Yo llegué porque soy amigo de Fernando (Trullols, el director), con quien he trabajado varias veces. Hemos compartido muchos momentos en familia, muchas paellas, partidos de fútbol… Él consideraba que tenía que llevarse a su familia a este proyecto, y él me considera parte de su familia. Cuando le dieron el proyecto me lo contó muy emocionado y me dijo que yo haría eso con él. Previamente con él ya había hecho las series Hache (2019), que fue de lo primero que asumió como director; luego Cucut (2022), La Academia (2024)... Trabajábamos muy bien junto, había tanta química que nos enamoramos y nos hicimos amigos muy íntimos.
Cuando me lo propuso le pregunté si de verdad quería que yo hiciera este papel, porque la primera versión del guion era algo distinta. Ha habido como ocho versiones. Le pregunté esto no por falta de confianza, porque soy una persona con los pies en la tierra, llevo toda la vida haciendo esto y estoy muy tranquilo. Lo preguntaba más por la industria, ya que pensaba que era un papel más para Sergi López, que es muy amigo mío, o Luis Tosar, a quien admiro profundamente. Dos grandes referentes. Pensaba que era de una gran entidad y grueso, con lo cual, a pesar de que Fer me lo propusiera, creía que las productoras me acabarían desestimando.

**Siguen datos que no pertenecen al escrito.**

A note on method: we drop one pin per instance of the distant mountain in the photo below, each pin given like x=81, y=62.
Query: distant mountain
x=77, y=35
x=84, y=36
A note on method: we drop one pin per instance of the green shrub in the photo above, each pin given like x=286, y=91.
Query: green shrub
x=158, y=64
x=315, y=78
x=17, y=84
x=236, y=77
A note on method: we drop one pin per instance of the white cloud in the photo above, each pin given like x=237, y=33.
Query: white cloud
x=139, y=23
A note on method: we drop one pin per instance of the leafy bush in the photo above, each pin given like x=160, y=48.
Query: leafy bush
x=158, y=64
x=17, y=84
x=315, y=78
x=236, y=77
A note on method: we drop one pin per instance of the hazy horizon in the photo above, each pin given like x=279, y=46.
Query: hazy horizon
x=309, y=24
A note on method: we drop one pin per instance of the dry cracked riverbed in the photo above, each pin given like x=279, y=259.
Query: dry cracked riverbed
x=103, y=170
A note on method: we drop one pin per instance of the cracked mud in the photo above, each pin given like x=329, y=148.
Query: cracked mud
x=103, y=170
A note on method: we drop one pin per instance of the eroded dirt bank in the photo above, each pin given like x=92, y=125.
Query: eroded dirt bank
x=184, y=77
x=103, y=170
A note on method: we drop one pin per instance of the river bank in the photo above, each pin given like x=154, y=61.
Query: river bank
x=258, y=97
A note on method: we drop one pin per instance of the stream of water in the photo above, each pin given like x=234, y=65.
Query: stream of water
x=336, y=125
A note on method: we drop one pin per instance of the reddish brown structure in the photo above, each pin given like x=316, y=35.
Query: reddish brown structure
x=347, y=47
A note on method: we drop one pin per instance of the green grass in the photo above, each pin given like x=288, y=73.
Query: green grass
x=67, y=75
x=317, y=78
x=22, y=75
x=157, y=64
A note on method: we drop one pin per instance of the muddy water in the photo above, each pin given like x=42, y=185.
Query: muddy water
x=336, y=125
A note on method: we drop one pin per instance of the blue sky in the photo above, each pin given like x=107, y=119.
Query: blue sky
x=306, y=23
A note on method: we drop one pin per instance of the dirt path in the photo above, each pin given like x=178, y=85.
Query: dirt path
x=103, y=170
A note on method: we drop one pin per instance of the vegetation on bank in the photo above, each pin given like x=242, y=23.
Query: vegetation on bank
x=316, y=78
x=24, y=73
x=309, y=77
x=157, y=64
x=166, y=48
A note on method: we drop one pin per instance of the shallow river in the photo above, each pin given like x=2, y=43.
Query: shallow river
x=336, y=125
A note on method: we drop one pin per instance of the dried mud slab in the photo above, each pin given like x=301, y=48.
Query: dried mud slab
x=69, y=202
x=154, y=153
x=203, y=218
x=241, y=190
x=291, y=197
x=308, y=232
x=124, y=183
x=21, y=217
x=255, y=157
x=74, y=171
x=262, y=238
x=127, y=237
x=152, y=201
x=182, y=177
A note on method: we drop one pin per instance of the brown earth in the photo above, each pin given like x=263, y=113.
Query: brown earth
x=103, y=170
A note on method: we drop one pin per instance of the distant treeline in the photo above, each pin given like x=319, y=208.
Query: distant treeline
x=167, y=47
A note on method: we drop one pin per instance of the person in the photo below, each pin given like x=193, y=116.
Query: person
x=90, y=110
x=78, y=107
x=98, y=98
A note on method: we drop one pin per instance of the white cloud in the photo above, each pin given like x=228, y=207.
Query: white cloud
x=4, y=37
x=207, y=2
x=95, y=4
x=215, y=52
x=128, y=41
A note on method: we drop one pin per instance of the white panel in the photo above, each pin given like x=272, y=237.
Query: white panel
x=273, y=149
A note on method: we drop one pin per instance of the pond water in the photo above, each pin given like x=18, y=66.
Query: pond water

El personaje es bonito pero, sobre todo, es arquetípico. Y esto tiene una potencia multiplicadora, la cual hace que, si yo estoy mínimamente potable en mi interpretación, el efecto sea mayor
Pero no, él insistió en que lo haría yo. Entonces el personaje se fue colocando, o recolocando, en un sitio en el que ya me veía más. Me costó creérmelo, pero al final sí. Además, desde que me lo propuso hasta que se hizo fue un proceso muy largo. Muchas veces me han dicho que se haría una película, y no se ha hecho. O dicho que un día trabajaría con alguien, y no hemos trabajado juntos. Con Fer éramos uña y carne, y la hemos acabado haciendo. Y, sin ser del equipo de casting, él me ha consultado algunas veces pidiendo mi opinión sobre quién podría hacer tal o cual personaje.
Has dicho que el personaje se acabó poniendo en su lugar. ¿Cambió mucho desde la primera versión?
Su esencia no, porque Siscu es él: Siscu Carola. Pero en las primeras versiones había un enfoque distinto, porque también se mezclaba la trama de Siscu con la de la muerte de su padre, que es lo que pasó en realidad. Pero al final quedaba un guion con demasiados frentes abiertos y se decidió acotar más. El trabajo de reescritura consiste en eso, en sintetizar y que menos personajes aglutinen todo el sentimiento, todas las acciones y el texto. Escribes, borras una palabra y a la mañana siguiente vuelves a poner la palabra que has borrado. Por eso, mi personaje ha asumido alguna frase que habría dicho otro personaje en la vida real.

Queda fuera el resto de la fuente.